Luria-Bertani (LB) Medium Preparation

Updated 6/25/2015 06:14 PM

by Courtney Lane

Introduction

This protocol is adapted from Sambrook & Russell for the preparation of Luria-Bertani medium. It describes preparation of both liquid and 1.5% solid agar media.

Sambrook, J. & Russell, D. W. (2001). Molecular Cloning: A Laboratory Manual, 3 edn. Cold Spring Harbor, N.Y.: Cold Spring Harbor Laboratory Press. pp. A2.2

Materials

Consumables

tryptone
yeast extract (yeastolate)
NaCl
bacto agar (optional)
NaOH
selectable component (e.g., antibiotic(s)) (optional)

Disposables

weigh dishes/paper
petri dishes (optional)

Equipment

media bottle
pH meter
autoclave
balance

Procedure

Component Composition

Table1

Final Volume (mL)*

100

Table2

	A A	B B
1 1	Component	Weight (g)
2 2	tryptone	1
3 3	yeast extract	0.5
4 4	NaCl	1
5 5	bacto agar (optional)	1.5

Preparation

Add ~80% of the final volume of dH₂O to a sterile media bottle.

Generally, the capacity of the bottle should be greater than (not equal to) the final volume of media to be prepared in order to prevent the media from boiling over during the autoclave step.

Ensure you have a volumetric flask measuring your desired final volume.

Adjust the final volume in the table above and add the calculated amounts of tryptone, yeast extract, and NaCl to the dH₂O.

CRITICALDo not add agar at this point if you are preparing solid medium.

Seal the cap of the media bottle and shake until components are completely dissolved.

Neutralize (pH = 7.0) the solution using NaOH.

Approximately 1mL of 1N NaOH should be expected.

Transfer the solution to a sterile volumetric flask and adjust the final volume using dH₂O, then return it to the media bottle.

Ensure the solution is well mixed before returning it to the media bottle.

SOLID MEDIUM ONLY Add the appropriate amount of agar to the solution.

CRITICALBacto agar does not need to dissolve at this point.

Note: The density of agar is ~1g/mL, it should only increase the final volume by 1.5%, which is negligible.

Apply autoclave tape to the bottle and autoclave on liquids cycle. Read step 8.

CRITICALLiquids cycle.

If adding selectable components or preparing solid medium, begin warming a water bath to 55°C.
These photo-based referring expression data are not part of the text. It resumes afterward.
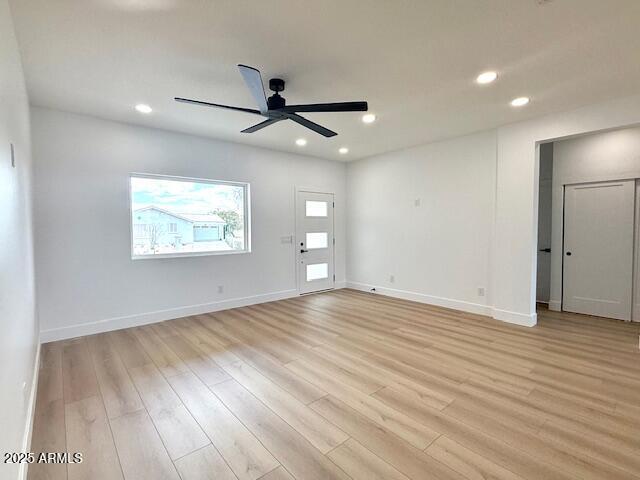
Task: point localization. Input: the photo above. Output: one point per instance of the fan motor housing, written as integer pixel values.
(275, 101)
(276, 85)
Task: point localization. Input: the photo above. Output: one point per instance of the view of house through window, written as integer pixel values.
(178, 216)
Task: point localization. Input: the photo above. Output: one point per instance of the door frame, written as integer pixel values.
(296, 251)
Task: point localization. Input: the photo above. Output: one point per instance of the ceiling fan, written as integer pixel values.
(275, 108)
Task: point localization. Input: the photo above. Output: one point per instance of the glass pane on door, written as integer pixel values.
(317, 271)
(315, 209)
(317, 240)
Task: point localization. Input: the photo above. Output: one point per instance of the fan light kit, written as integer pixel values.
(519, 102)
(275, 108)
(142, 108)
(369, 118)
(486, 77)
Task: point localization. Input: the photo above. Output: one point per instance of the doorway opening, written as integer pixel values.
(588, 225)
(315, 241)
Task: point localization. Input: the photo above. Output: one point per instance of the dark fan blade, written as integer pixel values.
(261, 125)
(254, 81)
(311, 125)
(207, 104)
(327, 107)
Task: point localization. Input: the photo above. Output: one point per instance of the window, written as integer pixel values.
(174, 216)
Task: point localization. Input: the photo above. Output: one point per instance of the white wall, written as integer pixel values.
(544, 223)
(511, 293)
(18, 324)
(440, 251)
(515, 245)
(86, 279)
(613, 155)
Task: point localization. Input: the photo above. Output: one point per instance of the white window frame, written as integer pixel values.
(246, 215)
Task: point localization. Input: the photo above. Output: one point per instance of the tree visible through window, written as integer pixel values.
(173, 216)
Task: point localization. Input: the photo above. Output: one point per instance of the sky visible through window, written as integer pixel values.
(184, 196)
(171, 216)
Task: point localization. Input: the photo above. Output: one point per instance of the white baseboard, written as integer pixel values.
(117, 323)
(470, 307)
(31, 411)
(477, 308)
(555, 305)
(522, 319)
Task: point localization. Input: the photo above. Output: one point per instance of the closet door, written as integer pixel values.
(598, 249)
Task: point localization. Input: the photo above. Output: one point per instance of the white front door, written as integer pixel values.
(598, 249)
(314, 241)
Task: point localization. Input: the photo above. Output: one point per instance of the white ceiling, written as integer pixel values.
(414, 61)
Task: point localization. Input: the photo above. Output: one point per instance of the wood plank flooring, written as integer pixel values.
(344, 385)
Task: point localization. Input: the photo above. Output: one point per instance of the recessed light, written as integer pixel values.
(486, 77)
(142, 108)
(368, 118)
(519, 102)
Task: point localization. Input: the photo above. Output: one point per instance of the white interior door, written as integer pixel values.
(598, 249)
(314, 241)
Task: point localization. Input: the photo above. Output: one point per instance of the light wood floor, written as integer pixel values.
(344, 385)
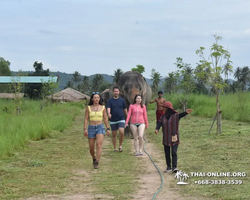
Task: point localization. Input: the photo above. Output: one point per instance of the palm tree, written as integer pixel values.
(156, 78)
(117, 74)
(69, 84)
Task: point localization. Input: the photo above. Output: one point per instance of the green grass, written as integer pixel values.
(201, 152)
(61, 165)
(32, 123)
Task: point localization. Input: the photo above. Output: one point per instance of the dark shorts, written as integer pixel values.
(116, 126)
(93, 130)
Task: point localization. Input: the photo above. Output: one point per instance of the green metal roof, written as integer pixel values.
(28, 79)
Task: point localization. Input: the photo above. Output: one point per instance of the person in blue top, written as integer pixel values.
(117, 112)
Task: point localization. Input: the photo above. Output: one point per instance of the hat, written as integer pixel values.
(168, 104)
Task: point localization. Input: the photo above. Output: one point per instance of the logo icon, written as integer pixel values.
(182, 177)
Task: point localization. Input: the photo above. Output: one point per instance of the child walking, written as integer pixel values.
(170, 130)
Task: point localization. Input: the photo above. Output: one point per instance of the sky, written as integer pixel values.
(100, 36)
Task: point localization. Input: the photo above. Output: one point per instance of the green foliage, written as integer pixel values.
(170, 83)
(234, 106)
(96, 82)
(85, 85)
(200, 152)
(186, 81)
(4, 71)
(156, 78)
(217, 55)
(117, 75)
(139, 68)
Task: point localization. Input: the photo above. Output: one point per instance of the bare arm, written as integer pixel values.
(105, 119)
(86, 122)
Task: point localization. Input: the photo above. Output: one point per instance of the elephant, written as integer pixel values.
(130, 84)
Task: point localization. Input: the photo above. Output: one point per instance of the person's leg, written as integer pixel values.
(141, 129)
(174, 156)
(114, 134)
(135, 135)
(167, 156)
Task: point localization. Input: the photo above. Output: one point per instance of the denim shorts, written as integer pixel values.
(116, 126)
(93, 130)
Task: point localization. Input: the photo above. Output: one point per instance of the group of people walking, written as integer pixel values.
(166, 118)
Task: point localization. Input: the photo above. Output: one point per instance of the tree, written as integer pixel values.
(33, 90)
(117, 74)
(186, 81)
(4, 71)
(48, 89)
(96, 82)
(170, 83)
(69, 84)
(105, 85)
(139, 68)
(217, 55)
(156, 78)
(4, 67)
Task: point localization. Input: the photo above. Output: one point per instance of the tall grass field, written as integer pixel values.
(32, 123)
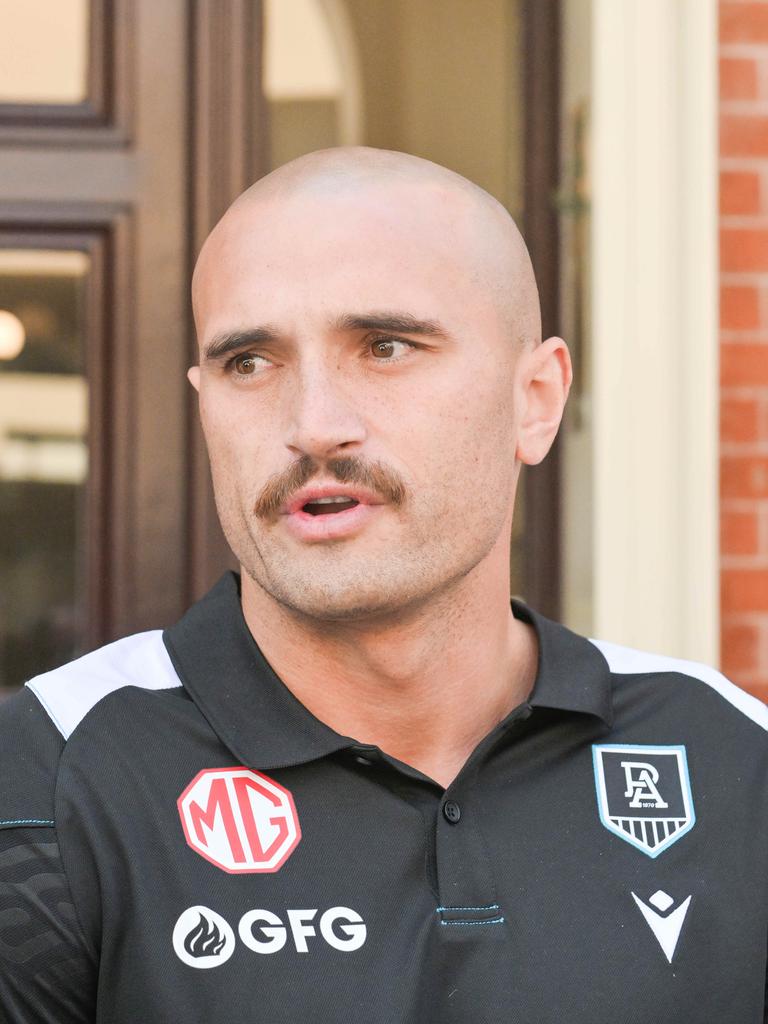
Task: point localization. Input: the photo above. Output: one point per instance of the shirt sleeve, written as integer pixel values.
(47, 976)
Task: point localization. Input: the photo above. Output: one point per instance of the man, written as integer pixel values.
(354, 782)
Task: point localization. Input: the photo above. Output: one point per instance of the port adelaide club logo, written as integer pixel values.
(240, 820)
(643, 794)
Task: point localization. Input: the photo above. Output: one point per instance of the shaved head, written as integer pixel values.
(482, 237)
(370, 321)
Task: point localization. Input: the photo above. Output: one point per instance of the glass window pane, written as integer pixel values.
(44, 51)
(43, 460)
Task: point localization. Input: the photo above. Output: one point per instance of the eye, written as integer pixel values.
(386, 350)
(245, 365)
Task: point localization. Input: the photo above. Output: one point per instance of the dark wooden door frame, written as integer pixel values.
(541, 20)
(227, 153)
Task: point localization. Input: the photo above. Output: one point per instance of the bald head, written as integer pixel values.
(458, 218)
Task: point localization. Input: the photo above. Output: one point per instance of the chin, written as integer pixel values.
(331, 604)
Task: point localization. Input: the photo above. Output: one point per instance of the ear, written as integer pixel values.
(546, 376)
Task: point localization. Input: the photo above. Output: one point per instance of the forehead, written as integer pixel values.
(417, 250)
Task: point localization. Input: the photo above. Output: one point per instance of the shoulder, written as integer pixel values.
(36, 724)
(70, 693)
(702, 680)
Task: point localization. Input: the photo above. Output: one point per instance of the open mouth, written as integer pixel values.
(329, 506)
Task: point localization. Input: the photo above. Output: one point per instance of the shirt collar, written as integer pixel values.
(262, 723)
(572, 674)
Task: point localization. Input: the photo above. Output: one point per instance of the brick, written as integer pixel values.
(743, 590)
(743, 23)
(739, 421)
(738, 79)
(743, 365)
(743, 249)
(739, 649)
(743, 135)
(743, 476)
(738, 308)
(739, 193)
(738, 534)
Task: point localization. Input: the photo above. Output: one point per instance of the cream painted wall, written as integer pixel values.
(646, 466)
(440, 80)
(43, 51)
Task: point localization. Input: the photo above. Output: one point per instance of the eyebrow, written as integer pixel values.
(230, 341)
(398, 323)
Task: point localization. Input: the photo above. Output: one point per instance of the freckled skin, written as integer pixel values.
(424, 587)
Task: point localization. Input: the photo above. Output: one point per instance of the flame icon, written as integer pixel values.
(205, 939)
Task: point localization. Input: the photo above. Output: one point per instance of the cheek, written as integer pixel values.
(233, 440)
(463, 436)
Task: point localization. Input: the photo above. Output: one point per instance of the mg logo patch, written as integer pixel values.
(239, 819)
(643, 794)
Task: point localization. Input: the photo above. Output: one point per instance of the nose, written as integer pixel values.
(323, 416)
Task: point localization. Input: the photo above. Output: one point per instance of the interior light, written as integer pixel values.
(12, 335)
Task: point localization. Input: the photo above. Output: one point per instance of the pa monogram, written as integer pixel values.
(643, 794)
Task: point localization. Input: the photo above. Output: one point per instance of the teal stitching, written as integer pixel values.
(29, 821)
(491, 906)
(470, 924)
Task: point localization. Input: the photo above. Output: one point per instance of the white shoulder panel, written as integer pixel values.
(626, 660)
(70, 692)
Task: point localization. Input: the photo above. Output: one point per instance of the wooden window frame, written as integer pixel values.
(103, 118)
(102, 232)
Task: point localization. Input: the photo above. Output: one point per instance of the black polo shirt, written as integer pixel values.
(181, 841)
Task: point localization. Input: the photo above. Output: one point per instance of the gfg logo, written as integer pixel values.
(203, 939)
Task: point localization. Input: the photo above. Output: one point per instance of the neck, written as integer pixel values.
(424, 687)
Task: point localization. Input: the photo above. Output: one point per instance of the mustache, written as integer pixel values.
(374, 476)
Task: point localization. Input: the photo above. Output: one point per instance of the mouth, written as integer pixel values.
(329, 506)
(325, 513)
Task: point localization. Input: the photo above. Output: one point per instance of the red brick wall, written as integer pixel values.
(743, 341)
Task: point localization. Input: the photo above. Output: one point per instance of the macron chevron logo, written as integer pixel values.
(665, 920)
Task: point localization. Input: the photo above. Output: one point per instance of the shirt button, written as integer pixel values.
(452, 811)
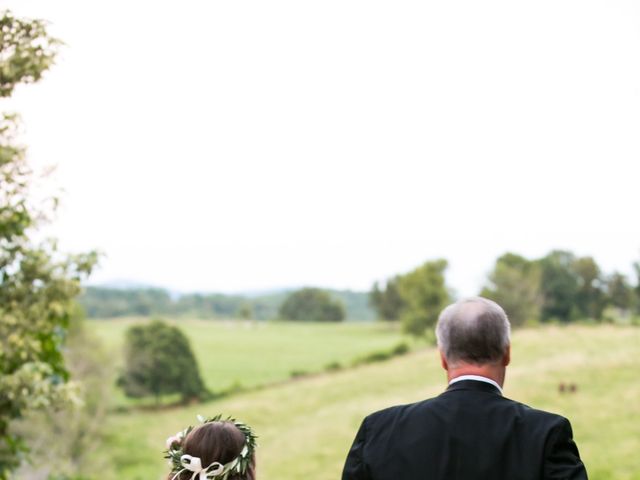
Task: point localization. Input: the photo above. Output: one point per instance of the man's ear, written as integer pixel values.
(443, 361)
(506, 359)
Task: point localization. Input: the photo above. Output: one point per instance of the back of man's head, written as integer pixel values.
(474, 330)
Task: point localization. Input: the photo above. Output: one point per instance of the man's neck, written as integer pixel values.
(492, 371)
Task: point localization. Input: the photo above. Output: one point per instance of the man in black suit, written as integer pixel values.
(470, 431)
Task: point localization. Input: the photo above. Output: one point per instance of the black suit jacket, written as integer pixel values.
(468, 432)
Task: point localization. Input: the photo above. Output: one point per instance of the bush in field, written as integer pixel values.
(159, 361)
(514, 283)
(425, 294)
(311, 304)
(387, 302)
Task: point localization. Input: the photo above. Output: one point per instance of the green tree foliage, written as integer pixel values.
(66, 442)
(388, 303)
(159, 361)
(619, 292)
(560, 285)
(514, 283)
(590, 298)
(37, 283)
(101, 302)
(425, 294)
(245, 311)
(311, 304)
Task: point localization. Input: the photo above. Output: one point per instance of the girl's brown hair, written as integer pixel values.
(216, 442)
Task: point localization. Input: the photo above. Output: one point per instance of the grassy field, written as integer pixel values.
(234, 354)
(306, 426)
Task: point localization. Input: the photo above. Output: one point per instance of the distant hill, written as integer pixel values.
(110, 302)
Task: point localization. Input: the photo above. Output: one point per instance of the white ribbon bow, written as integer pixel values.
(194, 464)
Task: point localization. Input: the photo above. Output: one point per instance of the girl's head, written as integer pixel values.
(216, 441)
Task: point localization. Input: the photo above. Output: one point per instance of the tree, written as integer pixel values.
(245, 311)
(590, 298)
(387, 303)
(37, 283)
(67, 441)
(619, 292)
(159, 361)
(425, 294)
(311, 305)
(559, 285)
(636, 289)
(514, 283)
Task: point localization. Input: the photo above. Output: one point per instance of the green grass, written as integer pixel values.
(234, 354)
(306, 426)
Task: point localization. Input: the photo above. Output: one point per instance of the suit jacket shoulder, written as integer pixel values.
(468, 432)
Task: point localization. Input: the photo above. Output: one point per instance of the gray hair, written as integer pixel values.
(474, 330)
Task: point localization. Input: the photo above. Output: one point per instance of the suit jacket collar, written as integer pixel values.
(473, 385)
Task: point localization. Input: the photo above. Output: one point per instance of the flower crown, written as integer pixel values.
(181, 463)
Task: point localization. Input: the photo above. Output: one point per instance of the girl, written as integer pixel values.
(216, 450)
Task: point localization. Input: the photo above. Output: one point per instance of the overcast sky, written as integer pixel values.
(242, 145)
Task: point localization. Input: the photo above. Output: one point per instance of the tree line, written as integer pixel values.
(302, 304)
(559, 287)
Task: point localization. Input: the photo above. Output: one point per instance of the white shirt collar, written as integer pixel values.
(478, 378)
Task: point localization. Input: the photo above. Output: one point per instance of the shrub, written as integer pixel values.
(159, 361)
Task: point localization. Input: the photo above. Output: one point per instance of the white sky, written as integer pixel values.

SOLID MEDIUM ONLY, begin labeling approximately 1 plate per 15mL of medium.

LIQUID MEDIUM ONLY If you are not adding selectable components, go to step 14.

Allow solution to cool to 55°C in water bath.

If adding selectable components, add them at this point.

CRITICALEnsure solution is well mixed.

SOLID MEDIUM ONLY Pour approximately 15mL into each labeled petri dish and allow to cool to room temperature.

CRITICALEnsure entire bottom of dish is covered.

SOLID MEDIUM ONLY Once media has gelled, replace the dishes inverted into their respective sleeve.

CRITICALSolid media should always be stored/incubated in the inverted position.

Store media at 4°C.

Comments

Sweta Ravisankar

10/25/2017 04:00 PM

Hi,

While preparing the LB liquid medium from LB agar, I am facing two problem (not at the same time)
1. Either my medium solidifies at room temperature.
2. or I am getting precipitates in my LB medium.

I have prepared it by dissolving 32g of LB agar in i L of water.

Please let me know if you have any comments or suggestions about this.

Thanks,
Sweta

Daniel Slade

7/3/2018 02:41 AM

Sweta, 32g per liter is far too much as this would give you 3.2% agar plates. You need to add 15g of agar per liter to make it 1.5% agar final. Make sure you pour while still warm, as suggested at the 55˚C recommendation in the protocol.

Sami Ullah

10/3/2018 06:26 PM

how can i calculate the percentage of my liquid medium.? like 32g per liter gives 3.2% og agar plate

Paulina Corral Villa

7/22/2020 12:53 AM

Sami, the rule for solid media is to add 1.5% to 2% agar. 3.2 is for 2.13 liters.